Qualitätsmerkmale der Weine

Uruguay hat die stärksten Qualitätsrichtlinien für Wein in ganz Südamerika. Überwacht wird dies durch das im Jahre 1987 gegründete private Institut der Weinwirtschaft, die INAVI (Instituto Nacional de Vitivinicultura). Die chemischen Analysen und sensorische Tests werden durch das Laboratorio Tecnológico del Uruguay (LATU) vorgenommen.

In Uruguay unterscheidet man zwischen Tafelweinen (vinos de mesa) und Qualitätsweinen (vino finos). Diese sind auf dem Etikett mit dem Kürzel „VCP“ vinos de calidad preferente ausgezeichnet. VCP Weine müssen dabei unter anderem folgenden Anforderungen erfüllen:

  • Alkoholgehalt von min. 10,5%vol
  • Säuregehalt max. 0,8g/l
  • Schwefel von max. 200mg/l

Auch sind die Anforderungen an die Etikettierung klar definiert und orientieren sich an den Internationalen Vorgaben. Neben den Angaben zur Weinsorte, zum Alkoholgehalt und zur Qualitätsstufe sind auch die Angaben zur Herkunft sowie der Name des Herstellers mit seiner INAVI Registriernummer obligatorisch. Die Nennung des Jahrgangs und der Rebsorte sind dagegen nicht zwingend vorgeschrieben.

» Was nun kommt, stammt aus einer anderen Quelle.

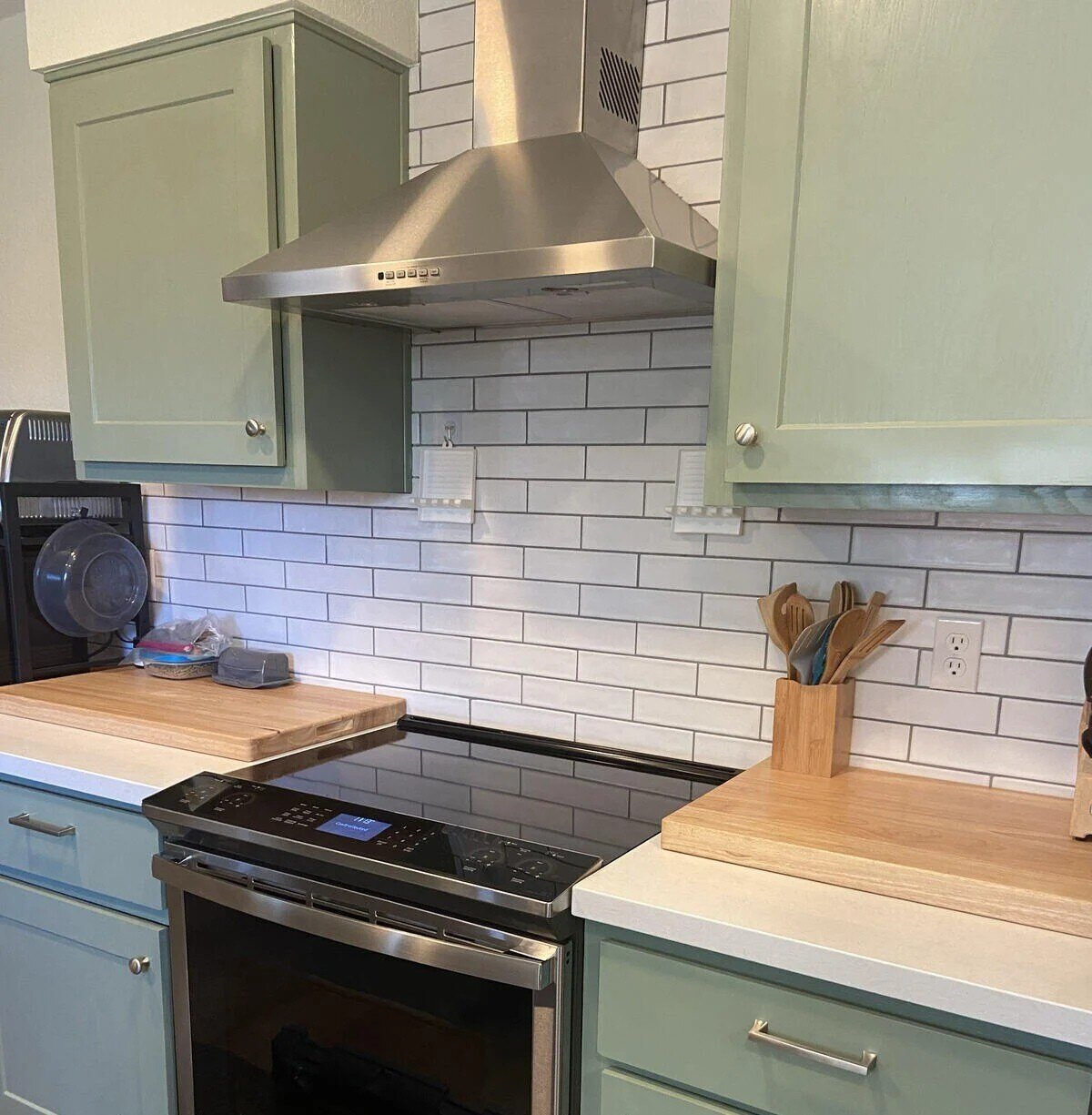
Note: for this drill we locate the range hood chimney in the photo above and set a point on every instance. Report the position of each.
(550, 218)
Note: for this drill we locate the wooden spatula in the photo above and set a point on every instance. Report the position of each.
(844, 634)
(864, 648)
(771, 610)
(798, 615)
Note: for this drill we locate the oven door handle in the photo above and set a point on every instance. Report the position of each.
(534, 972)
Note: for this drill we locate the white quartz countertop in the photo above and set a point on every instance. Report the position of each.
(89, 764)
(1026, 979)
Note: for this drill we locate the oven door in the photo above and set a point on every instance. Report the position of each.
(292, 997)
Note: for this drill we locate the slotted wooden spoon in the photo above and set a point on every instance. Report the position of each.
(771, 608)
(798, 617)
(870, 643)
(844, 634)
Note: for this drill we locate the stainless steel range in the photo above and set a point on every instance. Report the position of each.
(383, 923)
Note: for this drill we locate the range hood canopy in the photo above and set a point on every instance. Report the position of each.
(550, 218)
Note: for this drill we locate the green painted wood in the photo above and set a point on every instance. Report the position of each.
(79, 1034)
(1011, 500)
(164, 177)
(629, 1095)
(686, 1022)
(911, 296)
(340, 118)
(108, 860)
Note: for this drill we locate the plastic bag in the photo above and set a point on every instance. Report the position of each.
(183, 641)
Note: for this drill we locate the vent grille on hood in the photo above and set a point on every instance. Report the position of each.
(550, 218)
(620, 86)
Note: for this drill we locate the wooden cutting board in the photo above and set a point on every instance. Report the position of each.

Die Rebsorten und Anbaugebiete

Neben dem Tannat sind weitere gängige Rebsorten Merlot, Cabernet Sauvignon, Cabernet Franc und Syrah. Der Uruguayische Tannat ist dabei der keine einfache Kopie des Tannats aus dem französischen Medrian sondern hat eine eigene Qualität und ist entscheidend weicher in seinen Tanninen als sein französischer Verwandter.

Die größte Weinregion in Uruguay ist das Departement Canelones. Es liegt nördlich von Montevideo und ist von dort über die Bundeststraße schnell zu erreichen. Daneben findet man noch weitere größere Weinbergflächen in Maldonado, Colonia, Paysandú und Rivera an der Grenze zu Brasilien.